Emma Procter, Communications Director, Publsh GroupScrolling through LinkedIn in 2026 feels like wading into a low‑grade war – a stand‑off between the writing purists and the prompt‑and‑paste brigade.
Someone is “so done” with the robotic slop clogging their feed. Someone else is irritated by founders whose posts read as though they were dictated by C‑3PO. Editors – and I don’t blame them – are rage‑typing about yet another pitch that opens with “in today’s fast‑paced digital landscape.” The pitchforks are out, and it’s all getting a bit, well, weird.
That’s why, in a market suddenly awash with faintly identical copy, a genuinely human voice has never been worth more. When anyone can produce something passable in seconds, the one thing that still sets you apart is the thing no machine can fake – a distinctive point of view, written by someone who actually holds one.
For anyone trying to build a recognisable voice, the opportunity has never been riper.
I’ve watched this shift from both sides of the fence — first as a journalist, now as a PR head – and I know the familiar tug of war over who has it worse, who chases whom, who is more misunderstood. Then along came AI, and suddenly the industry had something existential to fight over.
Not long ago, we were promised the death of the writer – all of us apparently weeks away from the scrapheap, replaced by software that never asks for a day off. The opposite seems to be happening; the flood of forgettable, faintly robotic content has made the real thing precious again. AI can polish a sentence, but it can’t manufacture a flawed, specific, lived point of view.

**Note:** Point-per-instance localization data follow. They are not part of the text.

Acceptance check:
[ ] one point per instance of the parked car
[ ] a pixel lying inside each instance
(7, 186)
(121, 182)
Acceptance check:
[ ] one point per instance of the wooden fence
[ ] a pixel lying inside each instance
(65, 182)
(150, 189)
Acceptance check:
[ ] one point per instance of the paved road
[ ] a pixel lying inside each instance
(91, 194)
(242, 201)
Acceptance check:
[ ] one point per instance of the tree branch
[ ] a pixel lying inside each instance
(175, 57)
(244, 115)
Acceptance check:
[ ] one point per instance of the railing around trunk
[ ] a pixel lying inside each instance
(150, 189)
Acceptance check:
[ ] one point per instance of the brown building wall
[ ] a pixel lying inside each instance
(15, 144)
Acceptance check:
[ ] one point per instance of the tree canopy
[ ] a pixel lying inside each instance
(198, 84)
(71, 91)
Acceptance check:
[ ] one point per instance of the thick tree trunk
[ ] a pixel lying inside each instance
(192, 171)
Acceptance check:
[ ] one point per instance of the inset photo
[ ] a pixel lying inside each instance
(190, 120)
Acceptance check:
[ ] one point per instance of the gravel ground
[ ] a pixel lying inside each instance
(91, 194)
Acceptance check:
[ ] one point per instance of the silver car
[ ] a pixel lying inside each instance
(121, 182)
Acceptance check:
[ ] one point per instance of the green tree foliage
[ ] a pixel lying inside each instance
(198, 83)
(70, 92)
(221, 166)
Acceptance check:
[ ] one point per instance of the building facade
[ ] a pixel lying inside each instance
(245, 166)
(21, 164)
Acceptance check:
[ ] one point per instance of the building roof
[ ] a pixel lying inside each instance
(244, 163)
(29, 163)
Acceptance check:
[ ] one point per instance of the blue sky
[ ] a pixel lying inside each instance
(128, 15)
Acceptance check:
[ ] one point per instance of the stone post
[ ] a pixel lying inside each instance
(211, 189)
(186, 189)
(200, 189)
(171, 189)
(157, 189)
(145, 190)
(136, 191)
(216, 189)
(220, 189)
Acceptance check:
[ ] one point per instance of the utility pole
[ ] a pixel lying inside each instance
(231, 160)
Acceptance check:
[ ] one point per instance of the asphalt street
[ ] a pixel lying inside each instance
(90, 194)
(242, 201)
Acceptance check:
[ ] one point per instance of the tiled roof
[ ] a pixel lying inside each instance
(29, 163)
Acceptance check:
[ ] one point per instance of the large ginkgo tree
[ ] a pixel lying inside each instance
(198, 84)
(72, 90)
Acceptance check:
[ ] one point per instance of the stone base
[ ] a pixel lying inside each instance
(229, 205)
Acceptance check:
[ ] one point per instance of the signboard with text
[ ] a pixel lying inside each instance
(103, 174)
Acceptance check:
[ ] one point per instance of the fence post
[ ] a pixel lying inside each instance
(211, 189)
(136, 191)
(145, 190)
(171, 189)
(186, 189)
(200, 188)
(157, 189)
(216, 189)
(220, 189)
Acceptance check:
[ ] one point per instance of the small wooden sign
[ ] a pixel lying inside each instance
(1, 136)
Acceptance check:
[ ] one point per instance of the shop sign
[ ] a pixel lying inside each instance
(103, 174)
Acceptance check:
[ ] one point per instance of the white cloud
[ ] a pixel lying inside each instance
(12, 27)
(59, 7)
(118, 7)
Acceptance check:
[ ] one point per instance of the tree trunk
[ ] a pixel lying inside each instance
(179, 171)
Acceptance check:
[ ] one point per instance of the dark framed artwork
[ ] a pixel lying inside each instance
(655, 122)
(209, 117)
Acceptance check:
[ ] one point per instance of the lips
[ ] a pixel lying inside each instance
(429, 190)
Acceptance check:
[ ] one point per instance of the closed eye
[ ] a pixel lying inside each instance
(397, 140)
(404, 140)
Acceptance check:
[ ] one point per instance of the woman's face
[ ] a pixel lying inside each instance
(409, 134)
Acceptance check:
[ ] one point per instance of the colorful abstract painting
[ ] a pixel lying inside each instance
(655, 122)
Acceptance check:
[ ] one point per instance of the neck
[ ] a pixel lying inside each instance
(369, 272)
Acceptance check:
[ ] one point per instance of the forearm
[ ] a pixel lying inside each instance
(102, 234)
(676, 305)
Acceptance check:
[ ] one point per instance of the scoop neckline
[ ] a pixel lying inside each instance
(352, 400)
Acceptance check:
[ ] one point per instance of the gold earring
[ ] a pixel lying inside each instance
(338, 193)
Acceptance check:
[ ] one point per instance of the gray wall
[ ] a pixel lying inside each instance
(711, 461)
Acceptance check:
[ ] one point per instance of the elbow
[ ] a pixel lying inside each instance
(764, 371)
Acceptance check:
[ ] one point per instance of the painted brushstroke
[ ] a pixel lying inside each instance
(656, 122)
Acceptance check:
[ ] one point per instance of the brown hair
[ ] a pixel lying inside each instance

Which brings me to the self-appointed detectives running everything through AI‑detector software, convinced they’ve cracked the case. The trouble – as plenty of copywriters are now pointing out – is that these tools aren’t catching robots at all. They’re measuring how smooth and predictable your writing is. The cleaner and more assured you sound, the guiltier you look.
Hilariously, they have flagged the American Constitution as machine‑made. Less hilariously, they routinely punish non‑native English speakers whose phrasing reads a shade too tidy.
The accusation lands on precisely the wrong people. Even the makers of ChatGPT quietly retired their own detector once it proved no better than a coin toss. So, the next time someone waves a percentage score at you like a smoking gun, smile, and carry on.
Before I’m mistaken for a writer shaking her fist at the future, let me confess that I love AI. Claude and I have had some cracking Saturday night debates.
I reach for it when I’m stuck on a phrase, when I need to check a fact before it embarrasses me in print, when I want a second opinion. Used well, it clears the donkey work and hands back the time to do the part only a human can.
But there’s evidence that over‑reliance comes at a cognitive cost. Researchers at MIT recently examined what happens to the brain when it leans too heavily on a chatbot, and the findings are alarming. The heaviest users showed the least mental engagement, doing less of their own thinking with each task until many were simply copying and pasting.
It sounds like an obituary for AI, but it is really an indictment of how we use it. The machine didn’t make anyone duller. Switching our own brains off did. AI is a tool – a brilliant and exciting one – but a tool all the same. The fault was never the technology.
Wherever you happen to sit in this industry, use AI by all means – but use it with taste and discretion. Stop rewarding speed as though it were the same thing as quality. And value – properly value – the people who can actually write. Right now, they’re worth their weight in gold.